On the economic front, his authoritarian regime failed to come up with an alternative to borrowing from the IMF to keep the country afloat. Repeating the mistakes of the Ben Ali era, Saied appears willing to do everything necessary to remain in the good books of the IMF.

After reaching a preliminary agreement with the IMF to secure a $1.9bn loan and finance the 2023 budget last year, Saied’s government is now gearing up to implement ravaging new austerity measures the financial institution presented as a prerequisite to sealing the deal. These policies will likely include the complete elimination of food and fuel subsidies, the slashing of public health, education, and social protection spending, and the privatisation of key public companies.

These policies will of course not be able to rescue Tunisia’s economy and end the suffering of its people. After all, even the IMF experts admit austerity policies often do more harm than good to the people subjected to them. They boost inequality and deepen poverty, make economic crises more frequent, increase unemployment and limit the prospects for economic growth, creating the perfect conditions for a social explosion.

There is, however, a silver lining to this grim state of affairs. The history of revolutionary progress in Tunisia is also a history of resistance to IMF interventions supported by dictatorial regimes.
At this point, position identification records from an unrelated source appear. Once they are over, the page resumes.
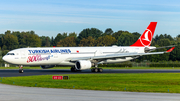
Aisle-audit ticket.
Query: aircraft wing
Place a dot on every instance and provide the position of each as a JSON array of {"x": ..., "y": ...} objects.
[{"x": 118, "y": 55}]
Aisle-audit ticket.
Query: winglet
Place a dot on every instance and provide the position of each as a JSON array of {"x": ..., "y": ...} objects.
[{"x": 170, "y": 50}]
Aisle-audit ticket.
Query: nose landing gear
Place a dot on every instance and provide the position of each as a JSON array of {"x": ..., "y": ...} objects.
[{"x": 21, "y": 69}]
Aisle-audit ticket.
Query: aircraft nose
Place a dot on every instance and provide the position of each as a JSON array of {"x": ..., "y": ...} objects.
[{"x": 4, "y": 58}]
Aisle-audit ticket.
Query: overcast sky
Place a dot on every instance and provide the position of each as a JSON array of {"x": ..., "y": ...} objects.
[{"x": 50, "y": 17}]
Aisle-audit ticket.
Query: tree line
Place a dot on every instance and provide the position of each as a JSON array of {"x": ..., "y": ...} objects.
[{"x": 89, "y": 37}]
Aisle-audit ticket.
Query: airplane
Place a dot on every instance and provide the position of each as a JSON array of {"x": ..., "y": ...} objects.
[{"x": 82, "y": 58}]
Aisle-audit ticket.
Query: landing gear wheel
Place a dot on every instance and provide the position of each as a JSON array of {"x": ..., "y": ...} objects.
[
  {"x": 92, "y": 70},
  {"x": 73, "y": 69},
  {"x": 21, "y": 71},
  {"x": 100, "y": 70}
]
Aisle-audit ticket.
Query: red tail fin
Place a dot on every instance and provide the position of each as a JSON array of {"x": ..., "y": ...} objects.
[{"x": 146, "y": 37}]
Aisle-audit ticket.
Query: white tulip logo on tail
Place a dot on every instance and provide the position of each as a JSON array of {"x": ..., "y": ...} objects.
[{"x": 146, "y": 38}]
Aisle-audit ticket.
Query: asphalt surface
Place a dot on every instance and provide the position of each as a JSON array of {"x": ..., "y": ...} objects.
[
  {"x": 29, "y": 72},
  {"x": 17, "y": 93}
]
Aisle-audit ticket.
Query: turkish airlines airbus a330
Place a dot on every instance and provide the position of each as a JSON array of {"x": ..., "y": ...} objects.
[{"x": 81, "y": 58}]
The ongoing protests in Tunisia are similar to past demonstrations against austerity that have shaped Tunisian politics over the decades. The 1984 bread riot against the elimination of bread subsidies demanded by the IMF was an early sign of the political crisis that led to the 1987 coup d’état led by Zine El Abidine Ben Ali. Similarly, the 2008 Gafsa mining basin uprising that became one of the most impactful revolts in Tunisia’s history and inspired the 2011 popular uprising was caused by the Ben Ali regime’s alignment with the IMF’s infamous structural adjustment programme.

History suggests Saied’s decision to adopt austerity policies dictated by the IMF will sooner or later sound the death knell for his authoritarian and undemocratic regime. Despite abundant evidence, Saied appears oblivious to the warning signs of a looming social explosion – an explosion that will undoubtedly topple his dictatorship.

United against the failure of Saied’s regime to solve the nation’s economic problems and its compliance with the IMF’s dangerous demands, Tunisians will once again rise to try and save their democracy and ensure that they remain able to put food on their tables. Another Tunisian uprising is in the making.

The views expressed in this article are the author’s own and do not necessarily reflect Al Jazeera’s editorial stance.